Kaitiaki: A guardian – a person with an obligation to protect the integrity of taonga, and the matauranga Maori, through their ancestry or calling.
Mana: Authority, control, leadership, and influence. Mana is drawn from ancestors and from personal contributions.
Manaia: Beaked creatures in Maori mythology
Manaakitanga: Nurturing relationships/looking after people.
Noa: Restoring a balance – crisis over, health restored, life returns to normal.
Pātaka: A food store house.
Pono: True and genuine.
Take-utu-ea: When there has been a wrong-doing or a breach occurs, punishment or some form of compensation occurs to reach ea – the desired state.
Taonga: Taonga works are “physical or intellectual products of matauranga Maori made possible through the medium of human industry” (Tuatahi 31). It is said that Taonga works have mauri, a life force, due to its whakapapa through the invocation of ancestors and their traditional stories. (Tuatahi 44).

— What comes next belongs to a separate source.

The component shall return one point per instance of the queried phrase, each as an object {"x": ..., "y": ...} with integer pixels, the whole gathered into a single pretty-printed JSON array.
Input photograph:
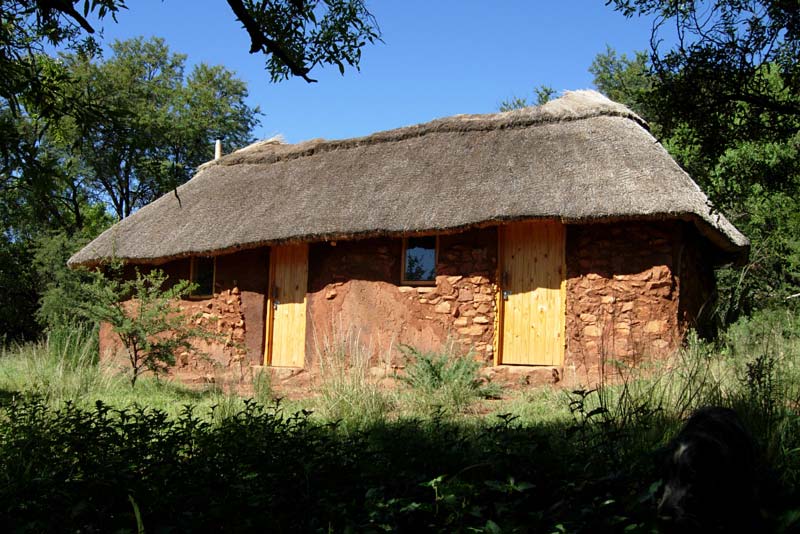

Tapu: Tapu is one of the strongest forces in Maori culture and it is intrinsically linked with the concept of mana. Tapu is a spiritual code, and according to Mead, “the source of tapu goes to the heart of Maori religious thought” (30). The concept of tapu denotes sacredness and discipline – with strict rules and ceremonies existing around it. Tapu exists everywhere – in people (the head having the most tapu), objects, buildings, places and also in words (Mead 30).
Tika: Being correct.
Tūturu: Fixed, permanent or enduring.
Utu: Compensation, revenge, reciprocity.
Whanaungatanga: Focus on relationships, embracing of whakapapa.
Mead, Sidney M. Tikanga Māori. Wellington, N.Z.: Huia, 2003. Print.